Everything went on successfully for a number of years until George contracted tuberculosis and had to retire from the bank. He and his mother moved to Colorado hoping the climate there would help. They stayed in Denver for a while then went to Raton, New Mexico, a higher elevation, but he gradually grew worse and they returned to Springfield where he died, leaving his mother alone as Jake had married. George was devoted to his mother, as he should have been; she was a wonderful person. George was the kind of a man we should have a lot of and Mrs. Hine was the same. She was like a mother to me and took me in and treated me like her son. Her advice was invaluable during the rearing of our children—in times when no one had books to turn to, or competent doctors.

Jake Hine campaigned for Mur Milliken, who was running for Sheriff of Greene County, and after his election was appointed Office manager and later became cashier of the Exchange Bank of the corner of Boonville and the Square and from there to Cashier of the Holland Bank on the corner of St. Louis and the Square. He also operated a real estate business very extensively and was becoming quite well known in banking circles in Springfield. He was in Tulsa negotiating a loan with the Adker Temple when he was striken with spinal meningitis and was taken home where he soon died.

I accepted a position as traveling salesman for the Springfield Wholesale Grocery Company. In those days nearly all the merchants paid their invoices in cash. My predecessor had sometimes given receipts but the money did not reach the company so I inherited a terrible mess, and it was up to me to straighten it out. We could not afford to question the honesty of the merchants when they said they had paid the salesman, not only because it looked as if they had, but because their future business was worth much more than an amount in question.

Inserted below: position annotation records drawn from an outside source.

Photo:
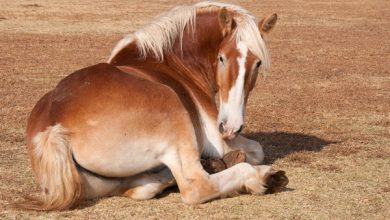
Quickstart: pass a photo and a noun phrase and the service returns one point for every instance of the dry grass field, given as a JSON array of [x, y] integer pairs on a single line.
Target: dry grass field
[[322, 114]]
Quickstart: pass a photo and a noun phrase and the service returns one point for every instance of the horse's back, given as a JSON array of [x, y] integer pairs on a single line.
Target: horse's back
[[119, 123]]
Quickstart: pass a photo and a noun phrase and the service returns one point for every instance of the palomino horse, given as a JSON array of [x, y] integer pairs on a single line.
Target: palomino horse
[[142, 121]]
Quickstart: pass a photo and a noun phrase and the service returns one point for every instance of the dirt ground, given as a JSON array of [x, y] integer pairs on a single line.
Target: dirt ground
[[322, 114]]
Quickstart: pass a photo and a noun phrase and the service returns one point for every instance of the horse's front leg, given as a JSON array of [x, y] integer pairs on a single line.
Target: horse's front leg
[[252, 149]]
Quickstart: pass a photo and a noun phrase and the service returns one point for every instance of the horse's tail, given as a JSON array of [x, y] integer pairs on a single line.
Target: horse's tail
[[55, 169]]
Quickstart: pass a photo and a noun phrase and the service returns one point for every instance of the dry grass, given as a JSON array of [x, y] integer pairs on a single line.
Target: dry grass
[[322, 114]]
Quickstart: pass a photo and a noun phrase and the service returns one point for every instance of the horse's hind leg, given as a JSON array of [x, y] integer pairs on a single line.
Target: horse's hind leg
[[147, 185]]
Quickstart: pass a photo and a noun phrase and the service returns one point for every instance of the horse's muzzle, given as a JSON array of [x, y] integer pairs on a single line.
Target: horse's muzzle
[[229, 134]]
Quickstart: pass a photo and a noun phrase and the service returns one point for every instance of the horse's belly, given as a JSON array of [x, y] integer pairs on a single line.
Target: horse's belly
[[120, 159]]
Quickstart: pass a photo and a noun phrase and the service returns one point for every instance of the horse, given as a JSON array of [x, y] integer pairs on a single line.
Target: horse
[[171, 93]]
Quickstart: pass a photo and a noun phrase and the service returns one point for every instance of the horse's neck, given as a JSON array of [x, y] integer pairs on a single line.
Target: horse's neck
[[191, 61]]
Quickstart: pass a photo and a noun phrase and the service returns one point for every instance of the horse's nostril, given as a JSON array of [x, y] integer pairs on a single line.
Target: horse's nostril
[[240, 129], [221, 129]]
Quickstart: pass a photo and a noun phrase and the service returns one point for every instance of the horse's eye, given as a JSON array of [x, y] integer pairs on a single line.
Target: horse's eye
[[220, 58], [258, 64]]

My arrangement with the company was 40 percent of the gross profits and one-half of my expenses. When I began, the company’s reputation was not good and I was averaging only a little better than $200 a month. However, business improved as word got around that all the accounts were settled peacefully, and then greatly increased due to the building of the North Arkansas Railway from Joplin, Missouri to Cotter, Arkansas. The general contractors let numerous subcontracts up and down the line. I would leave town Monday morning with Jess, and the sturdy buggy loaded with pint bottles of beer and half pint bottles of whiskey— necessary if I wanted the business. Then I would move on to the next camp. After making the line, I would take the list to the general contractor for an O.K. then go back to Springfield. My take grew to $600 per month or better. This got to be too much for my company so they decided to pay me a straight salary of $300 and all of my expenses. I did not complain too much as that was good money for those times (around 1905).